Three bills introduced in the 2019 Hawaii legislature session directly address state land leases. The first of these discussed here on DarkerView was SB905 which attempts to assess reasonable compensation for a lease. The remaining two bills, SB933 and SB918, concerned with leases seem to make sense as well, but also leave questions.
SB933 is another that on first read seems to make sense. This bill would require a rent review on all state land leases every decade. Conditions change, economics change, inflation happens, insuring the state is fairly compensated for the use of state land is in the best interest of the public.
While the language of the change is simple, the impact of that language is not clear. Indeed, it seems strange when considering what a rent review would consist of.
171-36, Hawaii Revised Statutes, is amended by amending subsection (a) to read as follows:Language added to 171-36 proposed by SB933 in the 2019 Hawaii State Legislature
(10) The board shall conduct a rent review of every lease and sublease of public land every ten years.
A review, that seems simple. It does beg the question… Just what is this rent review intended to accomplish? There seems to be no way to do anything about the rent once a lease is made, the terms of the lease were agreed to when the lease was originated.
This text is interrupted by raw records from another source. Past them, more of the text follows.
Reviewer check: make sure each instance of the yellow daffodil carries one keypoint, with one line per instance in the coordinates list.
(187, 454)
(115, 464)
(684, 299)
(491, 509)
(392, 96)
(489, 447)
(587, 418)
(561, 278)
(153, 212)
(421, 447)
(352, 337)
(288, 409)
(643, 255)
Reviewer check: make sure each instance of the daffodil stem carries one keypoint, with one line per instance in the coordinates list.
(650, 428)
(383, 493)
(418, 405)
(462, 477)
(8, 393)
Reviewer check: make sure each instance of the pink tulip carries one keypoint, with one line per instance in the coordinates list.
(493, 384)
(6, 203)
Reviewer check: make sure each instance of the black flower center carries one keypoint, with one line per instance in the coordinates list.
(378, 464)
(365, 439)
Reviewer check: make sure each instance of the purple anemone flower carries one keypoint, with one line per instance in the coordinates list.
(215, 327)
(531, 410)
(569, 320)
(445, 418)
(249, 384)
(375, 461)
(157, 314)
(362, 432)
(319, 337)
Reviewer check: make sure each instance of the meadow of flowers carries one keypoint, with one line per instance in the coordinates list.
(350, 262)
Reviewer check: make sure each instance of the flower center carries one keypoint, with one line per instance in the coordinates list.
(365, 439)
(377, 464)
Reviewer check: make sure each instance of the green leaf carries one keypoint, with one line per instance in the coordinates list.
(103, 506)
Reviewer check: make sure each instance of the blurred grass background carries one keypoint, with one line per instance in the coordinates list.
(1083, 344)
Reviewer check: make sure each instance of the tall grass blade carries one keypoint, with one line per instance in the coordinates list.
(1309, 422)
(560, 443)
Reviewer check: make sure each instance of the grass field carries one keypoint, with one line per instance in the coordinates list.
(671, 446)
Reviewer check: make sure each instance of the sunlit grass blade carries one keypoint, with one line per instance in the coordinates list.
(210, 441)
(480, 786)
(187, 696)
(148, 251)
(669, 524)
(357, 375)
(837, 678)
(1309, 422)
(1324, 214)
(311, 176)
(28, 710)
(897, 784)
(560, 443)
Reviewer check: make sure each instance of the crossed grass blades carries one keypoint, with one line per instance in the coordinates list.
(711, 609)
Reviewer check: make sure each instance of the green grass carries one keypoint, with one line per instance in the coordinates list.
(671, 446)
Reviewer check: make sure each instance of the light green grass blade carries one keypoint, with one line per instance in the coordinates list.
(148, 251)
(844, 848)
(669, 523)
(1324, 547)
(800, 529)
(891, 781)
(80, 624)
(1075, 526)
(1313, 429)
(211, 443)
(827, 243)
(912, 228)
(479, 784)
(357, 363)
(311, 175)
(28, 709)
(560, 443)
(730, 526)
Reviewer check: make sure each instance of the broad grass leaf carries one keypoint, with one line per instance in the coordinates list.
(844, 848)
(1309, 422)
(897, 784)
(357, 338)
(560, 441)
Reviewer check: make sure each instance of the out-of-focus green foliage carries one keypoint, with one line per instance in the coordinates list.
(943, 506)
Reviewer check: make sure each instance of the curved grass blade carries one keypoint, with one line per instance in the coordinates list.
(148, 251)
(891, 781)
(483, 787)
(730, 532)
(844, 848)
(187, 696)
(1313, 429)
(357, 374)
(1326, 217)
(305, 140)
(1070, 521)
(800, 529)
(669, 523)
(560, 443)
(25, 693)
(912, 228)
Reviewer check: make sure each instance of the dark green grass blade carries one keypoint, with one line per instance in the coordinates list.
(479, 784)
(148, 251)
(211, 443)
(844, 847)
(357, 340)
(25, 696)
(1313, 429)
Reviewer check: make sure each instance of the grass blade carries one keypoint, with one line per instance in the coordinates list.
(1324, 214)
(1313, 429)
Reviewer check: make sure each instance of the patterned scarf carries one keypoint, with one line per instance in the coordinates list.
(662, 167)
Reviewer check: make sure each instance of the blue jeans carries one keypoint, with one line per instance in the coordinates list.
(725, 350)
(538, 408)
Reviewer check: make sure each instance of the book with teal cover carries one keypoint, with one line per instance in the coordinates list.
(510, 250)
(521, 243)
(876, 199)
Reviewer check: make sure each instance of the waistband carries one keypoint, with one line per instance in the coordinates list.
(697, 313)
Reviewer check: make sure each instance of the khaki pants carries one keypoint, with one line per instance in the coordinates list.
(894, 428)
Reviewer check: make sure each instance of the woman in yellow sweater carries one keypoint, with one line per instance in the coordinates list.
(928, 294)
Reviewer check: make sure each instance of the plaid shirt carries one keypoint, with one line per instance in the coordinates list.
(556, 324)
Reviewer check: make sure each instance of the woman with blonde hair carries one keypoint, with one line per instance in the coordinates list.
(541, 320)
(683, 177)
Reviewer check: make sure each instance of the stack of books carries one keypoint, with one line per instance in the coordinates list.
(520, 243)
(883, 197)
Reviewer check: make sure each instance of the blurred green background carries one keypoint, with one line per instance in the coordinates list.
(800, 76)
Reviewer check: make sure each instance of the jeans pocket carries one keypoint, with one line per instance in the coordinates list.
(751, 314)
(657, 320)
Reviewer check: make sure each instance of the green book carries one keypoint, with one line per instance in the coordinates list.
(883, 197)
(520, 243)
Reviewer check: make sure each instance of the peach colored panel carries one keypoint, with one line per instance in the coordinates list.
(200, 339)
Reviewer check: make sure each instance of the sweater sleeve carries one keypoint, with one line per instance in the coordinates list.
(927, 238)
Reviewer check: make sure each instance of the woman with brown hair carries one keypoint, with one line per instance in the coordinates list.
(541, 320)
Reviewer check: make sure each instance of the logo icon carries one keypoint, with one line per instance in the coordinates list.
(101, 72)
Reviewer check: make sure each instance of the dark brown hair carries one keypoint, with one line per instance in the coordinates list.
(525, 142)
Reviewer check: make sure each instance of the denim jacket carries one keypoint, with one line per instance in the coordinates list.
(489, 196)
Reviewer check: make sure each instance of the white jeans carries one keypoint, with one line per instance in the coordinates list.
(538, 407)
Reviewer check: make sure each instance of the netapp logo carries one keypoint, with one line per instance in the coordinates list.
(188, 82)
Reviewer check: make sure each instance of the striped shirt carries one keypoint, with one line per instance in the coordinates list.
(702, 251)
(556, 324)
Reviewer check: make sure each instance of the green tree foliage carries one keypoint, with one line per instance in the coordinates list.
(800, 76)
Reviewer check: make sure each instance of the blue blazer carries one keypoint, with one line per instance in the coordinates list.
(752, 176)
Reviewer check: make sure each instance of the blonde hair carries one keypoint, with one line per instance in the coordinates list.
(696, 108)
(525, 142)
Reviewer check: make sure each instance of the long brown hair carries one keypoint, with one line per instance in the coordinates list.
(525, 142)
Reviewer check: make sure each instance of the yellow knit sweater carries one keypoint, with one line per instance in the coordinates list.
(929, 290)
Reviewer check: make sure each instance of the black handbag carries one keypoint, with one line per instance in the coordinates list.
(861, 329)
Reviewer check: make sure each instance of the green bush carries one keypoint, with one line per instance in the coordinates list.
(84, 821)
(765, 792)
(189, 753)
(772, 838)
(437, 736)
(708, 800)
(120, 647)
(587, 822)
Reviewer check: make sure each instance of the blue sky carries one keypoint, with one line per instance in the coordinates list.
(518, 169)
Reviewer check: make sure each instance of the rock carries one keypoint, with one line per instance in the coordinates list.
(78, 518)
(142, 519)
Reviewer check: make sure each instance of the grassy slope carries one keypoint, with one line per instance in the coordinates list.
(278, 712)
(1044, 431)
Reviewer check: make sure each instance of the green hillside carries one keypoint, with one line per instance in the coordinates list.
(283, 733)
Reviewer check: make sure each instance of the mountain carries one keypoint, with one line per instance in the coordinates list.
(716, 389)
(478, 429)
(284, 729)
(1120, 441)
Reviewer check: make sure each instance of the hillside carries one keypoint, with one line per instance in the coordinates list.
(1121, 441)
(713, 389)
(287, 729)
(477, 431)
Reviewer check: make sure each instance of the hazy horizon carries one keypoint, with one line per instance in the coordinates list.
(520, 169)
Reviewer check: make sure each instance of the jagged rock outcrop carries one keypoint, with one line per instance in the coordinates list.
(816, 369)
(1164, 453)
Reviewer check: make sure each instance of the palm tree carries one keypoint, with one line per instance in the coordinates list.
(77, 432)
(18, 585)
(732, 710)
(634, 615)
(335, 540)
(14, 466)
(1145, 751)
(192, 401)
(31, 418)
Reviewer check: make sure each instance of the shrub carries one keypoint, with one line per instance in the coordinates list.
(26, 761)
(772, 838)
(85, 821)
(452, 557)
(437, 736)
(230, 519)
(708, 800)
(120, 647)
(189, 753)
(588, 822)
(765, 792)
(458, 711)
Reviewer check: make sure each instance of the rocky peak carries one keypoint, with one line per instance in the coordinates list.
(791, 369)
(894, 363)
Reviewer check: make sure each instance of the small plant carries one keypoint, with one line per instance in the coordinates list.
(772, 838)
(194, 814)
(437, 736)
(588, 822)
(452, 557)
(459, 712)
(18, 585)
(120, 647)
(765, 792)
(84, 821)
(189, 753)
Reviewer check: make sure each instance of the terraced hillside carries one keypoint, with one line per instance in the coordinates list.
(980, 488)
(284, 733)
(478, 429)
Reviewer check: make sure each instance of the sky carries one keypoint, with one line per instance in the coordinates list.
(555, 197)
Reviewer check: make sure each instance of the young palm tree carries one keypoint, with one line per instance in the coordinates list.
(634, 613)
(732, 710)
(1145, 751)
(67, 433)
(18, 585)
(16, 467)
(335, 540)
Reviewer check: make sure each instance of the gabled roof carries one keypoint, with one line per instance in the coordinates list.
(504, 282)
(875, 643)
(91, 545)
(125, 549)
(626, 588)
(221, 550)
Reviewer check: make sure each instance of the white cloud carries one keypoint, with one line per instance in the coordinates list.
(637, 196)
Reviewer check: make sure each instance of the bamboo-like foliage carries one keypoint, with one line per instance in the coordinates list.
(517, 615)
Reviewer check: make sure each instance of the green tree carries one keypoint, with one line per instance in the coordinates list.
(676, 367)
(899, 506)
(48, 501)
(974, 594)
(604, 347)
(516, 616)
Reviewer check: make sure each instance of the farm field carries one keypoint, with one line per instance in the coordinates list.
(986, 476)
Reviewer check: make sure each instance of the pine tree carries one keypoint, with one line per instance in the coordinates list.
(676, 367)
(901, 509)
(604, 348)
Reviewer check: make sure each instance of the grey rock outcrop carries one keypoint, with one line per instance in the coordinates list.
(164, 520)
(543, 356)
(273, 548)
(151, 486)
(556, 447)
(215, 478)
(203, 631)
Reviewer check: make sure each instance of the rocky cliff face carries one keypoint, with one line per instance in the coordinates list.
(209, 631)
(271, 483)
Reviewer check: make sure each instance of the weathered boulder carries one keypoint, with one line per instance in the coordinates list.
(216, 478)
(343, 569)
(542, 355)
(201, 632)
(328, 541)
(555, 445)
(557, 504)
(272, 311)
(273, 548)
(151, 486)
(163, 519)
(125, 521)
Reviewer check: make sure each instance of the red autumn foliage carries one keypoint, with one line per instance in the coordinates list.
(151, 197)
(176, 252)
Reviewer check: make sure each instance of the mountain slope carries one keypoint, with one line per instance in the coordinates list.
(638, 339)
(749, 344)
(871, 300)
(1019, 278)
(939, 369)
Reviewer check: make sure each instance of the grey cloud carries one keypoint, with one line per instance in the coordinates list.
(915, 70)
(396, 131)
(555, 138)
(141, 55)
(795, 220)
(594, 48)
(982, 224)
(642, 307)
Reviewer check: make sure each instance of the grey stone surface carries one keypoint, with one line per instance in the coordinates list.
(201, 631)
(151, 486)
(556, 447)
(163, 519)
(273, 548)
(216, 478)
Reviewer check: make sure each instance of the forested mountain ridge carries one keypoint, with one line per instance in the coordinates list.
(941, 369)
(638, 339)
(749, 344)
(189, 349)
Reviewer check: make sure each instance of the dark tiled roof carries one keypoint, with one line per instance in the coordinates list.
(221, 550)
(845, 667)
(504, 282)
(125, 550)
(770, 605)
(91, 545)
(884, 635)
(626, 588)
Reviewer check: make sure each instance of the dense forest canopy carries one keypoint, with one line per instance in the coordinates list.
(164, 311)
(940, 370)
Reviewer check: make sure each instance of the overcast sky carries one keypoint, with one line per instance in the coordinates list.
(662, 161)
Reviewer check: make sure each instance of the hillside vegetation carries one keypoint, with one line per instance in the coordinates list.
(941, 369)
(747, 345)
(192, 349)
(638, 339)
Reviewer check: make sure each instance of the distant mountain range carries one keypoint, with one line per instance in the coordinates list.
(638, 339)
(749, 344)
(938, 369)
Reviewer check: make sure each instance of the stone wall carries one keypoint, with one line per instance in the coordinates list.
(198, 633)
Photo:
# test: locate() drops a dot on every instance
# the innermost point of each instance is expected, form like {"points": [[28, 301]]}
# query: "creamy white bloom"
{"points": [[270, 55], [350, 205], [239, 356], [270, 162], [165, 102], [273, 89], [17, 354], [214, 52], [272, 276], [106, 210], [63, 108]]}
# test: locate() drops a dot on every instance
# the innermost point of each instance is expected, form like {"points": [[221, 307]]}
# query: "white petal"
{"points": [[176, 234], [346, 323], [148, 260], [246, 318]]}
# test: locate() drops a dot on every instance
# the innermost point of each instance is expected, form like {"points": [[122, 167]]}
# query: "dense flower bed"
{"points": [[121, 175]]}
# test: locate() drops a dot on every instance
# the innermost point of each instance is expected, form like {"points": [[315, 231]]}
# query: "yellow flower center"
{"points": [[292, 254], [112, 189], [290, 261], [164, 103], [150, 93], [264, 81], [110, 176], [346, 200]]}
Are new leases intended to carry some sort of language allowing rent terms to be changed every decade?
Like Senator Kahale’s other Mauna Kea bills we have examined here, and contrary to good practice seen in other legislative bills, there is no explanatory language with this bill, no reasoning or justification given. Why is this change needed? What is the benefit?
Without a legal process to change the rent on an existing lease a review of rent seems useless. This would simply be a bureaucratic exercise with no point.
Is there something more to this bill? As if some changes to the language of the bill are expected, or planned during the legislative session. Senator Kahele, a primary sponsor of this bill, used the unethical tactic of gut-and-replace at least twice during the last session. Is something similar intended here, a last moment language change, or a complete gut-and-replace of the bill?